Prominent Utrechters talking about their favourite spots in the city. This month: Jasper Albinus, spoken word artist and poet, talking about the Savannah Bay bookstore.

So, Savannah Bay?

‘I couldn’t imagine Utrecht without this bookstore. I discovered it when I was 17, while working on a secondary school project about gender diversity. I’ve been one of the family ever since, ending up in an open community of writers, activists and lovers of literature.

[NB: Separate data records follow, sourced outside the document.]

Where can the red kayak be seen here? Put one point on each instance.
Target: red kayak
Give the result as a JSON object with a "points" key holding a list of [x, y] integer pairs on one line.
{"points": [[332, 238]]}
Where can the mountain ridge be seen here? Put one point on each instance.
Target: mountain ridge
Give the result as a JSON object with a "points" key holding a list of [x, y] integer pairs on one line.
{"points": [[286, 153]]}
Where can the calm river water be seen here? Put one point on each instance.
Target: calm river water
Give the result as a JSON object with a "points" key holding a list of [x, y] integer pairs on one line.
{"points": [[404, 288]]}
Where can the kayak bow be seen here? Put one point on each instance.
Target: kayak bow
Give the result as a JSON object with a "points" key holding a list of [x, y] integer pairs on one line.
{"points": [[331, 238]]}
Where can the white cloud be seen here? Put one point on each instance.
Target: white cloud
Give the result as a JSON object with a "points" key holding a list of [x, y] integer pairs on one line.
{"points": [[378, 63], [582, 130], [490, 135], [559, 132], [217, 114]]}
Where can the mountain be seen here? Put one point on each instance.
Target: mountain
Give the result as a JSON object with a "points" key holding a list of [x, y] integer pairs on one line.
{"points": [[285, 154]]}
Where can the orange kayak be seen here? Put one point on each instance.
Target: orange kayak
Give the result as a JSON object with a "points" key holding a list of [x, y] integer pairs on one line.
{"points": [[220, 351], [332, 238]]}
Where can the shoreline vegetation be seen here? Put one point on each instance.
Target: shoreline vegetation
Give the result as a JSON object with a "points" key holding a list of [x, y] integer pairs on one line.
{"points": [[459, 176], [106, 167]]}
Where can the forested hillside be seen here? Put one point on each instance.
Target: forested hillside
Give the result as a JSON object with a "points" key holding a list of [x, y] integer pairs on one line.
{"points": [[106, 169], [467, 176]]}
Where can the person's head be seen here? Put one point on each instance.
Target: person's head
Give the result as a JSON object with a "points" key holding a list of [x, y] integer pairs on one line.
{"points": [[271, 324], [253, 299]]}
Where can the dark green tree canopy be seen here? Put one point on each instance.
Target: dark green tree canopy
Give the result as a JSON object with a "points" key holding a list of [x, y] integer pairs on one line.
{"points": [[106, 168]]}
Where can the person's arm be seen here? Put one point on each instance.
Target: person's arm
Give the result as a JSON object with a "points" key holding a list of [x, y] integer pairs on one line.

The owner of Savannah Bay, Marischka Verbeek, recommended certain books, which really smoothed my way to becoming a maker. I even organised a Queer Open Stage once: an open mic evening for the queer community. Savannah Bay takes a critical look at the cultural range on offer in the city and adds what it thinks is missing. The bookstore has had a huge impact on Utrecht in the forty years since it opened.’

Biggest letdown?

‘I’m really worried about what the lack of housing and extortionate prices are doing to the city. I love performing on stage, but at the same time I wonder who’s sitting in the auditorium. Art should be accessible to as many people as possible, low-threshold. But if Utrecht becomes too expensive for ordinary people, you can forget low-threshold.’

Best memory?

‘In October, I performed at the Mooie Woorden Festival at De Nijverheid with the musician Marc Alberto. The theme was Thank God that everything comes to an end. During the performance, everything fell into place, something that doesn’t happen very often. My text and the music were perfectly in tune with each other. The audience was visibly moved. I gave a playful, yet primitive portrayal of death – asked people to ritualise the process and suggest tips for grief. I started walking around the room being funny, but the emotion gradually took over. I feel blessed that I was given the opportunity for this performance.’

Favourite food?

‘I’ve made a habit, usually at lunchtime on Saturdays, of buying a sandwich at Bigoli, Broodje Mario or some chips and going to the bar De Zaak. You can eat whatever you want there, as long as you order drinks. It’s one of my favourite places, because of the homely vibe. Everything hanging on the walls gives it an eclectic, Alice-in-Wonderland feel. What’s more, the staff are really kind and friendly and the place has a lot of good memories for me. I think I even had my first date in this bar.’

Last thing you saw/heard?

‘The animation film The Tale of Princess Kaguya by the Japanese studio Ghibli, at home on Netflix. Anything with animation is pure poetry to me. Animation rewrites the rules about how the world and people should look, including flying dragons and three-headed beasts. Although these films may initially seem childish, they actually reflect the real world, often addressing philosophical and psychological issues. The Tale of Princess Kaguya is about alienation, a very sensitive subject. Being part of day-to-day life can be an ordeal, but at the same time, it can be a source of strength and beauty.’

Inspirational Utrechter?

‘I’m a huge fan of the historian Nancy Jouwe, who explores themes like women’s rights and the history of slavery. I’m proud to have worked with her recently for Cape X Utrecht. I wrote a poetical diptych for this exhibition, which revolves around the relationship between Utrecht and the South African Cape colony.
Nancy was also involved in the city of Utrecht’s apology for its part in the slavery past, at the beginning of last year. She set out the Traces of slavery city tour as part of this project. I look up to her because this has been the focus of her life and work for many years, something that moves me as a person. It’s down to her that I can see the city in a different perspective.’